Но «подопытный кролик» превращался в самого настоящего «удава», если что-нибудь из моего репертуара ему не нравилось. Нет, он никогда не бранил номер впрямую, а просто не смеялся. Что в данном случае было равнозначно самой нелицеприятной критике. Потому что, когда ему нравилось, он хохотал так заливисто, заразительно, что я невольно и сам улыбался.
Он был одним из самых близких советчиков в моих делах. Я верил ему во всем. Причем не только в тех случаях, когда дело шло о литературном качестве номера (это уж само собой), но и когда приходилось принимать важное для судьбы нашего театра решение. Или когда просто особенно нуждался в моральной поддержке.
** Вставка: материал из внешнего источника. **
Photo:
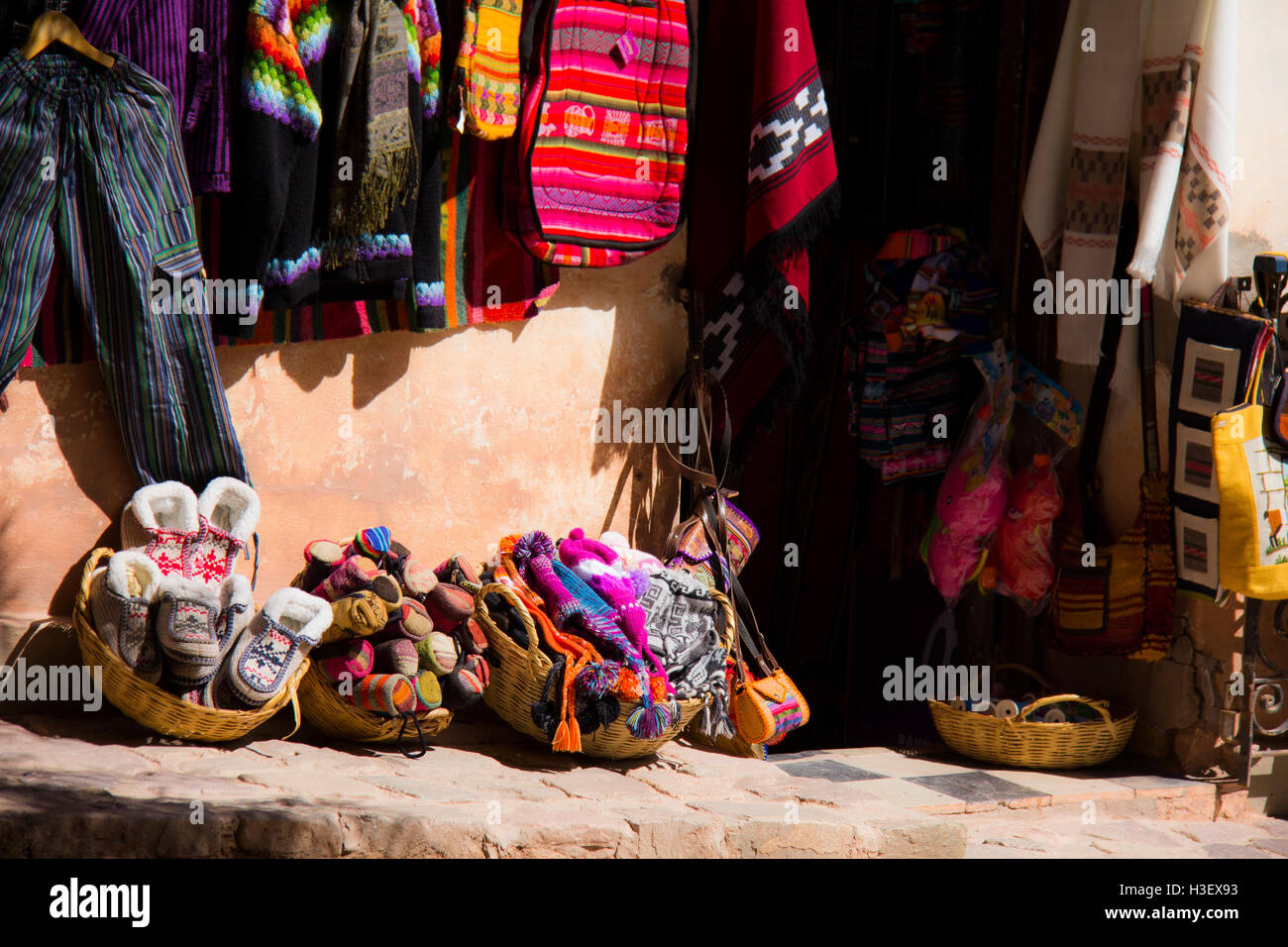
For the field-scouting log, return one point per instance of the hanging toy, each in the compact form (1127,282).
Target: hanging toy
(973,496)
(1025,567)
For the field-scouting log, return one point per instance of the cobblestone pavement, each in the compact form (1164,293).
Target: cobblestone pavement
(97,785)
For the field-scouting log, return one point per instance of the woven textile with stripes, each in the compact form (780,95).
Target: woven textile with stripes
(604,131)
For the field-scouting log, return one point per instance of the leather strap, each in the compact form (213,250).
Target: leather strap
(1094,431)
(1147,397)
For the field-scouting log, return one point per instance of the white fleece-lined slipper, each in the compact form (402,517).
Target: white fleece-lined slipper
(228,515)
(274,644)
(160,519)
(121,595)
(185,624)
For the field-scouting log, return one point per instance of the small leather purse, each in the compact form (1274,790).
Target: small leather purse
(691,552)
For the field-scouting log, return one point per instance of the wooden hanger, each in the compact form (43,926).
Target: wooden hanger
(58,27)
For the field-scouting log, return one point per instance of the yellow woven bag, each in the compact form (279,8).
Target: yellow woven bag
(1252,527)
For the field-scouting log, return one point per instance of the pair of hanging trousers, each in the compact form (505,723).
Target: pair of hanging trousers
(93,155)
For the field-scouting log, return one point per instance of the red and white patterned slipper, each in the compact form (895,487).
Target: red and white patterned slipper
(227,517)
(270,650)
(161,521)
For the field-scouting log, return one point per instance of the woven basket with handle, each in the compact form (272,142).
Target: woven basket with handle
(519,676)
(334,715)
(158,709)
(1019,741)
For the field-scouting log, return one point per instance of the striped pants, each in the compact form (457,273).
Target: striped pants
(95,155)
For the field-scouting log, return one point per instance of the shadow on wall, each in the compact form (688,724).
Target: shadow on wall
(472,428)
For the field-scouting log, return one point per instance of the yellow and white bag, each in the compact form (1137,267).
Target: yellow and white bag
(1252,527)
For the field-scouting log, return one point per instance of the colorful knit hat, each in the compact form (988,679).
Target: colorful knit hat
(438,654)
(390,694)
(407,620)
(352,575)
(397,656)
(355,659)
(603,570)
(467,684)
(449,605)
(429,694)
(578,651)
(533,553)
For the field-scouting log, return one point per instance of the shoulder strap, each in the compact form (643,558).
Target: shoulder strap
(1096,410)
(1147,397)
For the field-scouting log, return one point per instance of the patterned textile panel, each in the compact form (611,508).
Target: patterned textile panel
(1214,350)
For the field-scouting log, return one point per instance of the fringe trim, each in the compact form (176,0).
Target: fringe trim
(387,180)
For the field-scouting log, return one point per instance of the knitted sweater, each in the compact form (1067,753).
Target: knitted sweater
(282,163)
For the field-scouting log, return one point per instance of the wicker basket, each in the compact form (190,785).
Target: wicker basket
(1020,742)
(330,712)
(334,715)
(158,709)
(518,678)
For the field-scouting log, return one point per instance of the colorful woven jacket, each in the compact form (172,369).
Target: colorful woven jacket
(284,167)
(604,132)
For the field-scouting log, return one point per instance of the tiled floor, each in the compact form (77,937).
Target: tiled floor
(948,784)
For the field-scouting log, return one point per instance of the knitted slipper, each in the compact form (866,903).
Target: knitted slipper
(353,574)
(352,659)
(120,595)
(408,620)
(397,656)
(185,624)
(161,521)
(458,571)
(471,634)
(449,605)
(271,647)
(465,684)
(390,694)
(236,609)
(438,654)
(321,558)
(356,616)
(228,513)
(429,694)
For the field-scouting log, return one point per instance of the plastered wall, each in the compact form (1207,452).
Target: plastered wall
(450,438)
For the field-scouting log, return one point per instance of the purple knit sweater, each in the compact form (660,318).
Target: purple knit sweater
(184,46)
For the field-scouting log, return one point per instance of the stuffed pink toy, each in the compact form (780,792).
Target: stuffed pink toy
(604,571)
(967,512)
(1025,565)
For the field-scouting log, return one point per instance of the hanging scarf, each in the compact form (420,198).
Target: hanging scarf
(764,184)
(1166,68)
(373,128)
(533,554)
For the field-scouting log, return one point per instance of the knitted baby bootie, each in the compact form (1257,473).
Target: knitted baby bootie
(356,616)
(236,609)
(274,644)
(340,659)
(390,694)
(187,618)
(353,574)
(161,521)
(429,694)
(467,684)
(228,514)
(321,558)
(407,620)
(120,596)
(438,654)
(449,605)
(397,656)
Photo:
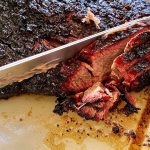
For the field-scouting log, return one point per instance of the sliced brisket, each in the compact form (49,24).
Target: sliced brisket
(74,75)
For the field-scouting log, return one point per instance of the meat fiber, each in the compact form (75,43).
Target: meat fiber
(94,103)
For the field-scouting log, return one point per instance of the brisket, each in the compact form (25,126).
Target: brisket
(25,23)
(74,75)
(31,27)
(134,64)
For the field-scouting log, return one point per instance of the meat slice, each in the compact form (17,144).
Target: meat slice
(133,66)
(94,103)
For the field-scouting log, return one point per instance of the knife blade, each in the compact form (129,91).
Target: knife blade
(27,67)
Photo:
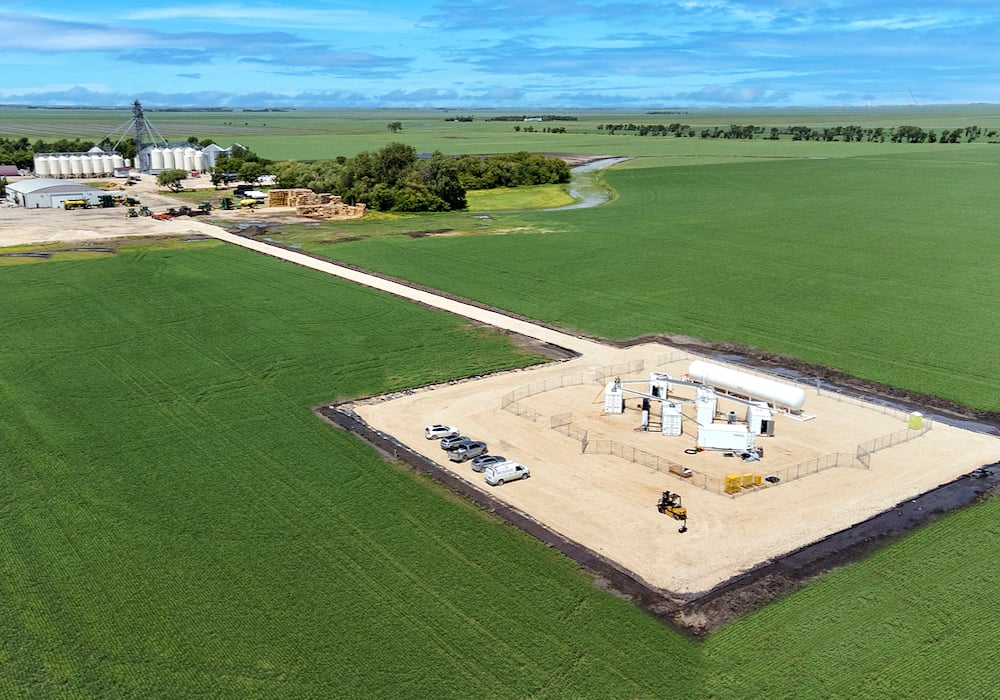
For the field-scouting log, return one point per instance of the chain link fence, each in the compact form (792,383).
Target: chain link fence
(601,374)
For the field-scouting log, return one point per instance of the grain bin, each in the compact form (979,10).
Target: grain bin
(749,385)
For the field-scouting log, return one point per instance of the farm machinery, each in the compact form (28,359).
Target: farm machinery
(670,504)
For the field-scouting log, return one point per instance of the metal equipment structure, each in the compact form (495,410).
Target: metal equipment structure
(670,504)
(145,135)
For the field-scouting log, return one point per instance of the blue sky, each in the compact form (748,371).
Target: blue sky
(499,53)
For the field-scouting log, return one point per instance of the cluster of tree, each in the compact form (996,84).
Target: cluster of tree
(850,133)
(648,129)
(510,170)
(536,117)
(395,178)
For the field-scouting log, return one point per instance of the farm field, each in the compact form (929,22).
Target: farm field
(178,522)
(318,134)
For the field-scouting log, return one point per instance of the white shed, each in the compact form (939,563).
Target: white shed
(49,193)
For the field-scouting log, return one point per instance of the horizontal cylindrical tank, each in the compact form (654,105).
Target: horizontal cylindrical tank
(778,393)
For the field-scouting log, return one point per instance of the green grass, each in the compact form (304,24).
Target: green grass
(916,620)
(881,266)
(178,523)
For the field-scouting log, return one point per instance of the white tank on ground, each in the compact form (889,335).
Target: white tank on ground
(749,385)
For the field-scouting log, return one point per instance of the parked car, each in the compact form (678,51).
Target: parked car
(482,461)
(467,450)
(453,441)
(499,474)
(438,431)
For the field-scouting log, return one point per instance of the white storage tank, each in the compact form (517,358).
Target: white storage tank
(749,385)
(614,399)
(706,403)
(659,384)
(42,166)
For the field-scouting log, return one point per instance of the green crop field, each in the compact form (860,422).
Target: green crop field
(882,266)
(177,522)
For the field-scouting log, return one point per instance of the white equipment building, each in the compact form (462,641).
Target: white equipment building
(48,193)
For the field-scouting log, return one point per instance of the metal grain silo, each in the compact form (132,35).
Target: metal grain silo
(42,166)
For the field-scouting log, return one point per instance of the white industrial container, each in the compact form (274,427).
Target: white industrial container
(706,402)
(722,436)
(671,419)
(752,386)
(614,399)
(156,159)
(659,384)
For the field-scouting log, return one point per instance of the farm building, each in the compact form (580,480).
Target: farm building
(48,193)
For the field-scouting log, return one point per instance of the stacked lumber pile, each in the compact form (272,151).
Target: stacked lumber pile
(316,206)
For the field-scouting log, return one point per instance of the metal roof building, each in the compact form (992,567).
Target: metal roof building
(48,193)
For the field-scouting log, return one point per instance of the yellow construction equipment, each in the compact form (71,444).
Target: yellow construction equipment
(670,504)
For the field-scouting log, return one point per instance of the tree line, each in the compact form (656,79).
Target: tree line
(849,133)
(396,178)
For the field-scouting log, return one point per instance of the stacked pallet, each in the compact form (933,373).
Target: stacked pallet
(334,209)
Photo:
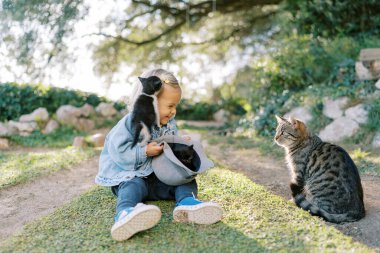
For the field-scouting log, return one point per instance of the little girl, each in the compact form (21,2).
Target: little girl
(129,171)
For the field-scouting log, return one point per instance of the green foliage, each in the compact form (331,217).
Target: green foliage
(302,71)
(17,100)
(60,138)
(332,18)
(373,123)
(254,220)
(195,111)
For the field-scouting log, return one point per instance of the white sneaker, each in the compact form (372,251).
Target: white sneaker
(141,217)
(203,213)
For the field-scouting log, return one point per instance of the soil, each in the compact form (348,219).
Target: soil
(24,203)
(275,177)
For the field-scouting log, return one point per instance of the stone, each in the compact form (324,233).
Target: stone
(85,124)
(4,143)
(87,110)
(300,113)
(18,127)
(339,129)
(378,84)
(334,108)
(50,127)
(98,139)
(220,116)
(68,114)
(357,113)
(79,142)
(40,114)
(376,141)
(106,109)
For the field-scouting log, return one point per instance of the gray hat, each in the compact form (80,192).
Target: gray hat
(170,170)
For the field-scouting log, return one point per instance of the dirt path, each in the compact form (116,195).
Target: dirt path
(27,202)
(274,175)
(24,203)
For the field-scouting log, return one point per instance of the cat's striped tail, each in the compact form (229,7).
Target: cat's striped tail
(302,202)
(136,134)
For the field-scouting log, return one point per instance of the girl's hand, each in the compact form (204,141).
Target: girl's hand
(152,149)
(186,137)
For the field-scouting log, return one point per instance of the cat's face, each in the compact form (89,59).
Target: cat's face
(151,85)
(186,154)
(290,132)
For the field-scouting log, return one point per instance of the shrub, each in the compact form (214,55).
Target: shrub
(17,100)
(188,110)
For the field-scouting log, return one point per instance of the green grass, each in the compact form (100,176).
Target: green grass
(265,145)
(60,138)
(368,164)
(254,221)
(16,167)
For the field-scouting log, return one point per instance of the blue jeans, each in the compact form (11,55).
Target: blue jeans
(136,190)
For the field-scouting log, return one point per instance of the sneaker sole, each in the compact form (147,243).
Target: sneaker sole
(205,213)
(144,218)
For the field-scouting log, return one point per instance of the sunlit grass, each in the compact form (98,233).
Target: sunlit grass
(16,167)
(254,220)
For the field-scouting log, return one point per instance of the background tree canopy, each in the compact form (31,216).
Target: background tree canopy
(279,49)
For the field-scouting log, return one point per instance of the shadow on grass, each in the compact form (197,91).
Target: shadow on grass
(76,229)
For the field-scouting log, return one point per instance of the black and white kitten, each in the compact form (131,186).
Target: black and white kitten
(145,110)
(184,153)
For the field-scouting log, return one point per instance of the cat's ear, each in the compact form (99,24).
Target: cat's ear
(297,124)
(280,119)
(157,84)
(142,79)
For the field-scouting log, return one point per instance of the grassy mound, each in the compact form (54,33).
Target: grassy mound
(18,167)
(254,221)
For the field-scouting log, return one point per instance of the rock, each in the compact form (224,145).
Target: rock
(19,127)
(50,127)
(376,141)
(220,116)
(4,131)
(40,114)
(333,108)
(68,114)
(300,113)
(4,143)
(106,110)
(85,124)
(357,113)
(339,129)
(87,110)
(378,84)
(98,139)
(79,142)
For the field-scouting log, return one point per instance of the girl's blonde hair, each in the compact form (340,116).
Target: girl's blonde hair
(165,76)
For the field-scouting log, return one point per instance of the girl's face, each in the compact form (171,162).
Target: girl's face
(168,100)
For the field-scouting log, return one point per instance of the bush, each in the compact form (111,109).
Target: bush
(188,110)
(17,100)
(332,18)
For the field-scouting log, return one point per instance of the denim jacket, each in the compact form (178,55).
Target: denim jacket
(118,162)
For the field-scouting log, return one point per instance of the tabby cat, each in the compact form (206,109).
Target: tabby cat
(324,179)
(185,154)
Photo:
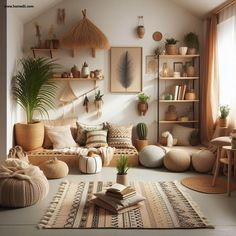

Так однажды я отменил концерт. Вышел к публике перед началом – представьте себе битком набитый концертный зал в Ленинграде – и отменил. Случай беспрецедентный. После мне порядком влетело от разного рода ответственных товарищей, и не за то, что отменил, а за то, что прежде с кем надо не посоветовался. Формально, может быть, они и были правы. Но по существу… Это было в тот день, когда трагически погиб космонавт Комаров. Еще утром я и не думал отказываться от выступления. Но перед самым началом почувствовал: не могу я в такой день смешить людей.
– Сегодня у всех нас большое горе, я играть не могу. Приходите в мой выходной, через два дня, спектакль состоится, – сказал я публике.
А директор концертного зала в это время обрывал телефоны, спешил сообщить начальству, что снимает с себя всякую ответственность за мою выходку.
Вскоре я увиделся с Кассилем. – Скажи мне, пожалуйста, – спросил я его, – неужели непонятно, что это был не каприз, не дурацкая выходка?!
– Что касается меня, – сказал Кассиль, – то ты можешь не спрашивать. Что касается зрителей, то, думаю, большинство из них тоже это поняло. А что касается тех, в ком гражданское чувство срабатывает только по согласованию с инстанциями, то они не способны понять. Да и зачем тебе нужно, чтобы такие тебя понимали?
– Мне не нужно. Но это же возмутительно! – Да, – спокойно сказал Кассиль. – Но неудивительно. Ты правильно поступил, не жалеешь?
– Уверен, что правильно. Я просто не мог иначе. – Вот и хорошо. Идем пить чай. А потом, много лет спустя, прочитал я у него в дневнике: «…в результате скручивания стропов… Вот уж сколько дней, словно заевшая на пластинке игла, терзает меня это страшное сообщение…»
Лев Абрамович, его жена Светлана Леонидовна, преподаватель ГИТИСа, и их дочь Ирина жили в проезде Художественного театра. У них был открытый, гостеприимный дом. Что объяснялось прежде всего характером самого хозяина. Светлана Леонидовна, как мне казалось, не всегда разделяла готовность мужа принимать всех и вся.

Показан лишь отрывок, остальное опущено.